I’ve been visiting my tiny grandson in the NICU for the last four weeks. He was born nine weeks early, and since then, trips to the hospital have been part of my regular routine. I frequent the coffee bar in the cafe, and never pay much attention to the cash register when paying for my decaf nonfat latte, aka “what’s the point.” Today I just happened to notice a senior discount was applied to my purchase. Immediately I went into a tailspin.
- Looks like my new eye serum isn’t working as well as I thought it was.
- I thought those marionette lines were getting deeper.
- Maybe I need to do something more drastic. No… Brenda’s post about Botox confirmed my vow to stay away from the needle.
- It’s only been a few months since I turned 60. I must be declining quickly.
While waiting for the elevator, I noticed my reflection in a mirror. Why would someone think I’m a senior? In the magazines, seniors have white hair and are riding bicycles through retirement communities. Seniors were the Golden Girls, and I’d just been compared to Estelle Getty.
At 53, I became a first-time entrepreneur! I am a life purpose coach for midlife women, helping them flourish in their life, faith and career. In the past year, I’ve been busier than ever, working for a nonprofit that supports Christian women in the workplace, while starting my own nonprofit to serve women who’ve been wounded through abuse and exploitation. I’m also working on a personal and spiritual growth workbook to be published this summer. Me… a senior?
I ducked into the ladies’ room and took a quick peek in the mirror. Maybe it’s my hair. Maybe I need an updated wardrobe. Maybe I need a makeover from some hip millennial at Sephora. Whatever the remedy, I had to do it quick. People were looking at me and seeing a senior!
Then I got a grip. There I was, a champion for women over 50 who writes and speaks about authenticity. I had just presented a workshop on overcoming self-sabotage, including fear, perfectionism and comparisons.
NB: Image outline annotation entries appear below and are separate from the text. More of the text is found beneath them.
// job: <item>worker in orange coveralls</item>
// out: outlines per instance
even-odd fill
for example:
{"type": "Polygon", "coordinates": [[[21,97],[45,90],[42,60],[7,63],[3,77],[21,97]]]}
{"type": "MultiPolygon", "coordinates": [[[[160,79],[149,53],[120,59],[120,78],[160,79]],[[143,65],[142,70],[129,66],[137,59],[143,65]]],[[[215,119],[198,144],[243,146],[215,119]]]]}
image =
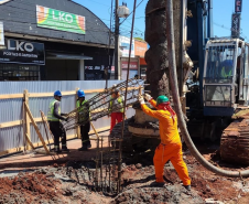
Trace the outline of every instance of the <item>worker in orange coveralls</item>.
{"type": "Polygon", "coordinates": [[[164,183],[163,168],[164,164],[171,160],[180,179],[183,181],[183,186],[191,191],[191,179],[188,176],[187,167],[183,161],[182,143],[177,129],[177,117],[172,109],[169,98],[166,96],[159,96],[156,101],[145,94],[145,99],[156,110],[150,109],[145,103],[143,96],[139,96],[142,110],[156,119],[159,119],[159,130],[161,143],[158,146],[154,152],[154,169],[155,169],[155,182],[156,184],[164,183]]]}

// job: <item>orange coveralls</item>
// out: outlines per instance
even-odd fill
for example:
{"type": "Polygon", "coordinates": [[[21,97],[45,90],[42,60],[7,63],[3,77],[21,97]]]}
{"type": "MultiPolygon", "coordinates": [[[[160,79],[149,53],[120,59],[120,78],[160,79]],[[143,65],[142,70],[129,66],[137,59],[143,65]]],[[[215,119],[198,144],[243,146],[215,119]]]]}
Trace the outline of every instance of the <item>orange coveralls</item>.
{"type": "MultiPolygon", "coordinates": [[[[155,100],[151,99],[150,104],[156,108],[155,100]]],[[[183,161],[182,142],[178,135],[176,116],[173,120],[167,110],[152,110],[145,104],[142,104],[141,107],[147,115],[159,119],[161,143],[155,149],[153,158],[156,182],[164,182],[163,168],[171,160],[180,179],[183,181],[183,185],[190,185],[191,179],[187,167],[183,161]]]]}

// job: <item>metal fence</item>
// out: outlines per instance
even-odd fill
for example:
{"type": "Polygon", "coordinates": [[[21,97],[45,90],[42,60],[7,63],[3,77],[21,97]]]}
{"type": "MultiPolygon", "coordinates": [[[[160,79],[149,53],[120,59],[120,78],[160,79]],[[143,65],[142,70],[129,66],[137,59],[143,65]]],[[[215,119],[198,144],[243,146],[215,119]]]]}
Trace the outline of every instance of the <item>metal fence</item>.
{"type": "MultiPolygon", "coordinates": [[[[120,80],[109,80],[108,87],[118,84],[120,80]]],[[[55,80],[55,82],[0,82],[0,155],[12,153],[22,150],[23,147],[23,92],[29,90],[29,107],[36,119],[39,129],[44,138],[45,130],[41,122],[42,110],[45,115],[48,110],[48,105],[53,98],[53,93],[57,89],[67,93],[62,98],[62,112],[69,112],[75,109],[76,105],[76,88],[86,90],[86,99],[91,98],[98,92],[104,90],[105,80],[55,80]],[[42,94],[43,93],[43,94],[42,94]],[[44,95],[50,93],[48,95],[44,95]],[[69,94],[68,94],[69,93],[69,94]],[[41,94],[41,95],[40,95],[41,94]],[[33,95],[33,96],[32,96],[33,95]],[[36,96],[36,97],[35,97],[36,96]]],[[[133,115],[133,109],[128,109],[127,117],[133,115]]],[[[108,129],[110,121],[107,117],[93,122],[96,129],[108,129]]],[[[40,146],[40,139],[33,128],[30,126],[31,141],[35,147],[40,146]]],[[[69,138],[76,137],[76,131],[67,132],[69,138]]],[[[50,138],[51,139],[51,138],[50,138]]]]}

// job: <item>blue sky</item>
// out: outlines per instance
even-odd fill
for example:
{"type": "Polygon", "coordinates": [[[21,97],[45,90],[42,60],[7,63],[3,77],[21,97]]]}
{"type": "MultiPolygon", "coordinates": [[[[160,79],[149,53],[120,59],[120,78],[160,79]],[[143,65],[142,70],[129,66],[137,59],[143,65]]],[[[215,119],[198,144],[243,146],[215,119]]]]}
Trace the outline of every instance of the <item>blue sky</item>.
{"type": "MultiPolygon", "coordinates": [[[[110,19],[110,6],[111,0],[75,0],[76,2],[83,4],[84,7],[91,10],[100,19],[104,19],[104,22],[109,25],[110,19]]],[[[115,1],[115,0],[113,0],[115,1]]],[[[231,25],[231,13],[234,12],[235,0],[213,0],[214,1],[214,35],[217,36],[229,36],[230,35],[230,25],[231,25]]],[[[126,0],[130,11],[133,9],[133,0],[126,0]]],[[[137,3],[141,0],[137,0],[137,3]]],[[[136,12],[136,24],[134,24],[134,35],[143,36],[144,33],[144,10],[148,0],[143,0],[142,3],[138,7],[136,12]],[[142,35],[141,35],[142,34],[142,35]]],[[[119,3],[122,3],[122,0],[119,0],[119,3]]],[[[129,35],[131,28],[132,17],[130,15],[124,23],[121,25],[121,34],[129,35]]],[[[243,0],[242,2],[242,13],[241,13],[241,36],[249,41],[249,0],[243,0]]]]}
{"type": "MultiPolygon", "coordinates": [[[[0,0],[2,1],[2,0],[0,0]]],[[[109,26],[110,25],[110,7],[111,0],[74,0],[75,2],[83,4],[98,15],[102,21],[109,26]]],[[[130,11],[133,9],[133,0],[123,0],[127,2],[130,11]]],[[[213,0],[214,1],[214,34],[217,36],[229,36],[230,25],[231,25],[231,13],[234,12],[235,0],[213,0]]],[[[115,2],[115,0],[113,0],[115,2]]],[[[144,10],[148,0],[137,0],[138,7],[136,12],[134,22],[134,36],[144,36],[144,10]]],[[[122,3],[122,0],[119,0],[122,3]]],[[[242,13],[241,13],[241,36],[249,42],[249,0],[243,0],[242,2],[242,13]]],[[[131,29],[132,15],[126,20],[120,28],[121,35],[129,36],[131,29]]]]}

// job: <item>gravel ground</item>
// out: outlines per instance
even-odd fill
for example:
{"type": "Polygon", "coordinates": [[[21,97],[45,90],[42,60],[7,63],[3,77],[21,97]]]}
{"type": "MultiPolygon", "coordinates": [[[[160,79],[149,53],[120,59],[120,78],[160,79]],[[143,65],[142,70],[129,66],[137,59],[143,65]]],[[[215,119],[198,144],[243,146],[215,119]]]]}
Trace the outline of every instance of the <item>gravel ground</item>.
{"type": "MultiPolygon", "coordinates": [[[[199,149],[204,157],[224,169],[241,171],[246,167],[224,163],[217,148],[199,149]]],[[[124,155],[122,164],[121,193],[117,192],[117,167],[111,167],[113,181],[111,187],[101,193],[95,187],[95,163],[74,162],[55,163],[33,172],[21,172],[17,176],[0,178],[1,203],[167,203],[167,204],[248,204],[249,179],[229,179],[218,176],[204,169],[188,150],[184,151],[192,178],[192,191],[187,192],[172,167],[164,167],[166,183],[154,184],[153,153],[124,155]],[[113,173],[115,172],[115,173],[113,173]]],[[[104,174],[109,170],[104,167],[104,174]]],[[[104,184],[105,186],[105,184],[104,184]]]]}

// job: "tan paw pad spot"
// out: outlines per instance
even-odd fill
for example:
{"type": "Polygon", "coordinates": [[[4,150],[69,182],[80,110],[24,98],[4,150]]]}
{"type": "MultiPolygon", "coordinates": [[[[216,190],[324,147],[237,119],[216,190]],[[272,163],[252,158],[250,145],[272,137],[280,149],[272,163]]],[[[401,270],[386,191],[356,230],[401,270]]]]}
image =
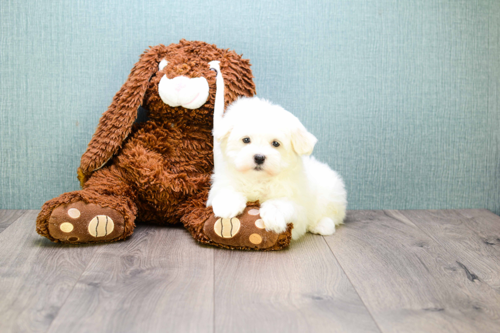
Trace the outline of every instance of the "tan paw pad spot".
{"type": "Polygon", "coordinates": [[[248,211],[249,215],[259,215],[259,211],[258,209],[251,209],[248,211]]]}
{"type": "Polygon", "coordinates": [[[69,208],[68,210],[68,215],[71,218],[78,218],[80,217],[80,211],[76,208],[69,208]]]}
{"type": "Polygon", "coordinates": [[[94,237],[104,237],[111,233],[115,225],[109,216],[98,215],[89,224],[89,233],[94,237]]]}
{"type": "Polygon", "coordinates": [[[61,224],[59,226],[59,229],[63,232],[71,232],[73,231],[73,225],[69,223],[69,222],[65,222],[64,223],[61,224]]]}
{"type": "Polygon", "coordinates": [[[239,231],[241,224],[236,217],[219,218],[214,225],[214,231],[219,237],[231,238],[239,231]]]}
{"type": "Polygon", "coordinates": [[[260,235],[257,235],[257,234],[252,234],[251,235],[250,237],[248,237],[248,239],[251,242],[256,245],[262,242],[262,237],[260,236],[260,235]]]}
{"type": "Polygon", "coordinates": [[[259,229],[263,229],[266,227],[266,226],[264,225],[264,221],[262,220],[262,218],[259,218],[255,221],[255,226],[258,228],[259,229]]]}

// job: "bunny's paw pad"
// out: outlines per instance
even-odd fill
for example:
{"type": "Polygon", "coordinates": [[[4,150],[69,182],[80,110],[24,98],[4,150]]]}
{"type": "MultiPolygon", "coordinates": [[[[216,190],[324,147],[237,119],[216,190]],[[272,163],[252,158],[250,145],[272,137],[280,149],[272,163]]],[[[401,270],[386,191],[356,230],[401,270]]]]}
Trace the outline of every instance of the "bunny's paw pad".
{"type": "Polygon", "coordinates": [[[291,226],[281,234],[266,231],[259,208],[248,206],[243,213],[231,218],[212,214],[205,222],[203,233],[214,245],[222,247],[268,250],[287,246],[291,226]]]}
{"type": "Polygon", "coordinates": [[[48,220],[51,236],[63,243],[109,241],[123,233],[121,214],[109,207],[78,201],[56,207],[48,220]]]}

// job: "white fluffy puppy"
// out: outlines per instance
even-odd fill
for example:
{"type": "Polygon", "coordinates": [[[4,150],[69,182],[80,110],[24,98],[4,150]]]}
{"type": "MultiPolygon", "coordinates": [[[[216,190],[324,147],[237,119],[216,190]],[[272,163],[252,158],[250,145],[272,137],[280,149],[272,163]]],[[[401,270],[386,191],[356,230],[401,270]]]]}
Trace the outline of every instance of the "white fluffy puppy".
{"type": "Polygon", "coordinates": [[[345,216],[346,192],[340,177],[309,157],[317,140],[298,119],[257,97],[230,105],[214,128],[216,164],[207,206],[230,218],[247,201],[259,200],[266,229],[292,238],[310,231],[331,235],[345,216]]]}

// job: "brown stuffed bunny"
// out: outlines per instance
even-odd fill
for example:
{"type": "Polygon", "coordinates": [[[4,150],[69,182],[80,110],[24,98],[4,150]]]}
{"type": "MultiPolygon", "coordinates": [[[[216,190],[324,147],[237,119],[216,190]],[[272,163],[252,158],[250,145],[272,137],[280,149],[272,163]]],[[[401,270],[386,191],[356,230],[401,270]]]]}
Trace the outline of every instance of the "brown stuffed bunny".
{"type": "Polygon", "coordinates": [[[181,222],[197,240],[221,247],[287,246],[290,228],[280,234],[266,231],[258,203],[230,219],[216,218],[205,207],[213,169],[213,61],[219,62],[225,106],[255,94],[249,62],[234,51],[182,40],[145,51],[82,156],[82,189],[45,203],[38,233],[63,243],[112,241],[132,234],[137,218],[181,222]],[[140,105],[149,120],[134,124],[140,105]]]}

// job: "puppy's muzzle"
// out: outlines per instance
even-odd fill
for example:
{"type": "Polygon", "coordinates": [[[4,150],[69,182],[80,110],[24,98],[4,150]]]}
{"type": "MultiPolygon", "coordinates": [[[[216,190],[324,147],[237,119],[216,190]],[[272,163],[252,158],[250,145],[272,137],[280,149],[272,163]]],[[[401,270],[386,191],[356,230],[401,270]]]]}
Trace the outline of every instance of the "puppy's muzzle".
{"type": "Polygon", "coordinates": [[[266,159],[266,157],[263,155],[261,155],[260,154],[257,154],[257,155],[254,155],[254,160],[258,165],[261,165],[264,163],[264,161],[266,159]]]}
{"type": "Polygon", "coordinates": [[[158,84],[158,94],[163,103],[170,106],[194,109],[208,99],[208,82],[203,77],[177,76],[171,79],[164,75],[158,84]]]}

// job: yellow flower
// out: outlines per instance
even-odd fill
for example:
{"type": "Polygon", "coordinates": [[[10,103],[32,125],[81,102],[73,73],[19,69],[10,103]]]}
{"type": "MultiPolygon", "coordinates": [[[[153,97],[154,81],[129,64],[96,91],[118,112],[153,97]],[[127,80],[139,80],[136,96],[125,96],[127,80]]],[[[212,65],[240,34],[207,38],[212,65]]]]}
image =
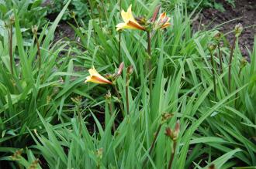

As much as I had poured “you are enough, just as you are,” into the lives of women, I had forgotten to believe it about myself.
I walked down the hallway to the NICU, realizing that what was most important was my tiny little grandson, my family, my circle of friends and my faith. I had a stern talk with myself, and would have kicked me in the rear if I’d been younger. Wrinkles and all, I am who God created me to be. I am complete and beloved, just as I am. Enough said.
When I shared my brief but dramatic “senior” experience with my daughter, she said, “Relax Mom. Seniors at the hospital are anyone over 50.”
Okay! Now I’ll cheerfully accept that 58 cent discount and start a fund to buy myself a bike.